Man charged with strangulation qualifies as 'habitual offender'

SUBLETTE COUNTY – A man living in Bondurant is charged with strangulation of a household member and 13 separate counts of domestic battery – each based on specific injuries he allegedly struck to a woman who was living with him.

Mark S. Estrada remains in custody since his Sept. 13 arrest with bond set at $500,000 cash or surety, according to court records. A handful of deputies and a Wyoming Highway Patrol trooper participated in his arrest at an Elkhorn Lodge apartment. Several filed affidavits detailing the incident and interviews with the woman he allegedly beat and strangled on Sept. 12-13, court records show.

The strangulation charge as a habitual offender has maximum penalties of 10 to 50 years in prison and $10,000 fine. Estrada is also charged with misdemeanors of unlawful contact and breach of peace; each of 15 misdemeanor charges carries maximum penalties of six months in jail and $750 fine

Sublette County Deputy Attorney Clayton Melinkovich filed 16 charges against Estrada on Sept. 16 in Circuit Court, where Estrada’s preliminary hearing is set for Friday, Sept. 24, at 9:30 a.m. In the criminal information, Melinkovich noted Estrada faces the felony strangulation charge as a “habitual offender” with two previous felony convictions, one for stalking in Campbell County and one for assaulting a peace officer in Pueblo County, Colorado.

On Sept. 13, the Elkhorn Lodge owner called Sublette County dispatch, asking for a deputy to come help the woman who lived with his tenant Estrada so she could gather personal belongings, an affidavit says.

She was afraid to go into the apartment alone, he said, adding it could be a domestic violence scenario. Sgt. Jack Killey, on duty near Big Piney, said he could be there in an hour. His affidavit says that the “very frightened” woman had multiple bruises on her face and hands and he called Sublette County EMS to come to Bondurant.

The woman said Estrada had hit her a number of times over the past several days, it says. Another tenant and an employee said Estrada had hit the woman and they had argued for several days.

When Sublette EMS arrived, a deputy took the woman to the ambulance while others covered possible exits and arrested Estrada, who was “highly intoxicated” and would not come to the door, the affidavit says.
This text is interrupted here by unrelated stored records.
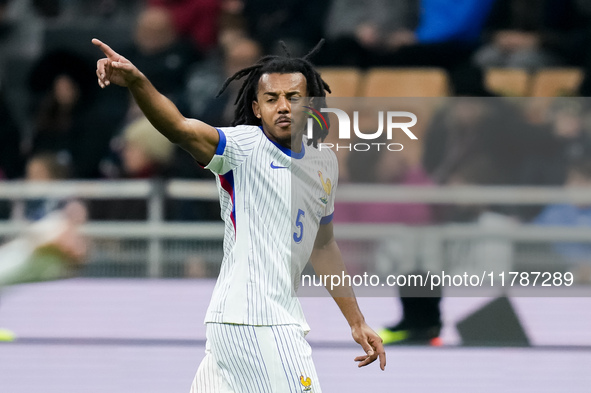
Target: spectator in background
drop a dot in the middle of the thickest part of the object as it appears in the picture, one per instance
(44, 167)
(576, 255)
(563, 138)
(357, 31)
(11, 160)
(163, 55)
(144, 154)
(470, 128)
(196, 20)
(298, 23)
(534, 33)
(206, 79)
(68, 118)
(406, 33)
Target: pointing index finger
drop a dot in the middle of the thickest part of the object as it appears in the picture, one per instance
(104, 47)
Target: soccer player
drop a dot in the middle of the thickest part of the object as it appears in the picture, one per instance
(255, 324)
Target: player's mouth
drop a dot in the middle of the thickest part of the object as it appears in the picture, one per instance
(283, 122)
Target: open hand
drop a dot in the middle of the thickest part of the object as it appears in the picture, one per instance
(114, 68)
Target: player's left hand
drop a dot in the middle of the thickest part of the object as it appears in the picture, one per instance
(371, 344)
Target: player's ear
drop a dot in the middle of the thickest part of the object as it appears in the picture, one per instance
(256, 109)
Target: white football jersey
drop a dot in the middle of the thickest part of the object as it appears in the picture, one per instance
(273, 201)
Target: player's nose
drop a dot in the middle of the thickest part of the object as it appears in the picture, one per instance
(284, 105)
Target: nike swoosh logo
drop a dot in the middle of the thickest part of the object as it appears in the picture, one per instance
(276, 166)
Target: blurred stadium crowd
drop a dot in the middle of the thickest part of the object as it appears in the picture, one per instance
(55, 123)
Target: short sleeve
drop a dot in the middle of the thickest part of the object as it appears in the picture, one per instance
(235, 145)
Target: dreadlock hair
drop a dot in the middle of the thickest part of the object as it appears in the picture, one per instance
(316, 87)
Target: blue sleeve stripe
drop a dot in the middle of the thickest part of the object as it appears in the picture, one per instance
(221, 144)
(327, 219)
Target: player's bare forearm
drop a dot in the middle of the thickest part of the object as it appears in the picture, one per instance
(193, 135)
(196, 137)
(327, 260)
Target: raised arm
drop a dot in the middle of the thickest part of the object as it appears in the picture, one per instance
(196, 137)
(326, 259)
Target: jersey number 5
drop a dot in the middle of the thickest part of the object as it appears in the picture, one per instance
(297, 237)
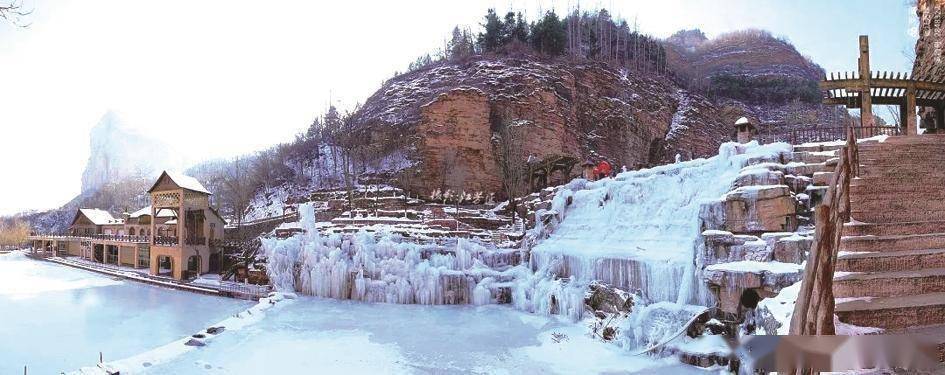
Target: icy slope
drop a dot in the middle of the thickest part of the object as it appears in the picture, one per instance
(639, 231)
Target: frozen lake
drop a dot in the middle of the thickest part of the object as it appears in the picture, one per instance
(56, 318)
(313, 335)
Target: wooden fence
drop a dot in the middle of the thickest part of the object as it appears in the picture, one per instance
(796, 136)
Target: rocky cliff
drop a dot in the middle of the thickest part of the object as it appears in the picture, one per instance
(446, 118)
(122, 165)
(753, 54)
(752, 71)
(118, 152)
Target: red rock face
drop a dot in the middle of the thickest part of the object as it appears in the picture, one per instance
(443, 118)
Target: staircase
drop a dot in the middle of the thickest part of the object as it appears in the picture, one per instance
(890, 272)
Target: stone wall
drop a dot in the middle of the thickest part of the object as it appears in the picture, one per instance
(930, 48)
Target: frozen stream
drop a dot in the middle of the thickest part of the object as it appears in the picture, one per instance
(315, 335)
(56, 318)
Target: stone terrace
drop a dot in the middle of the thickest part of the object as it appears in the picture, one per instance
(891, 264)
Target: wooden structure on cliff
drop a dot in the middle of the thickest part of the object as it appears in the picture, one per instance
(864, 88)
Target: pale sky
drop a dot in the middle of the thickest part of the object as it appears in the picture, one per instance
(220, 78)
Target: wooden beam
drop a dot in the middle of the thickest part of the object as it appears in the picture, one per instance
(910, 124)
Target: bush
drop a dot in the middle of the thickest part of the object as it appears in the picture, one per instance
(765, 89)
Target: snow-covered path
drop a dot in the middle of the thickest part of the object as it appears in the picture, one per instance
(314, 335)
(56, 318)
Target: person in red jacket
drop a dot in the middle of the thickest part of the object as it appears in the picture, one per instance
(603, 169)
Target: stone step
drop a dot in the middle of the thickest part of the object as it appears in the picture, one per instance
(896, 229)
(892, 217)
(895, 202)
(817, 147)
(906, 139)
(861, 186)
(897, 312)
(893, 243)
(812, 156)
(889, 284)
(902, 148)
(890, 260)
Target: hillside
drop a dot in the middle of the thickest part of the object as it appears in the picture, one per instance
(749, 65)
(122, 164)
(763, 76)
(559, 108)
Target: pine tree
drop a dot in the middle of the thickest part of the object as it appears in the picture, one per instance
(490, 40)
(549, 35)
(520, 31)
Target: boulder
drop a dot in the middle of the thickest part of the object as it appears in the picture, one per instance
(723, 247)
(753, 209)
Female deputies interviewed the woman, noting “multiple bruises all over her body in different stages of healing.” The woman had black eyes, finger-shaped bruising, patches of hair pulled out, older bruising over her back and bruises from her knees to ankles on both legs, according to their affidavits. She was taken by ambulance to St. John’s Hospital.

They asked the woman about blood spots in her eyes and bruises around her neck; the woman said on Sept. 12 Estrada closed both hands around her throat allegedly for about 10 seconds.

Estrada is ordered to have no contact with the woman or anyone from the Elkhorn Lodge.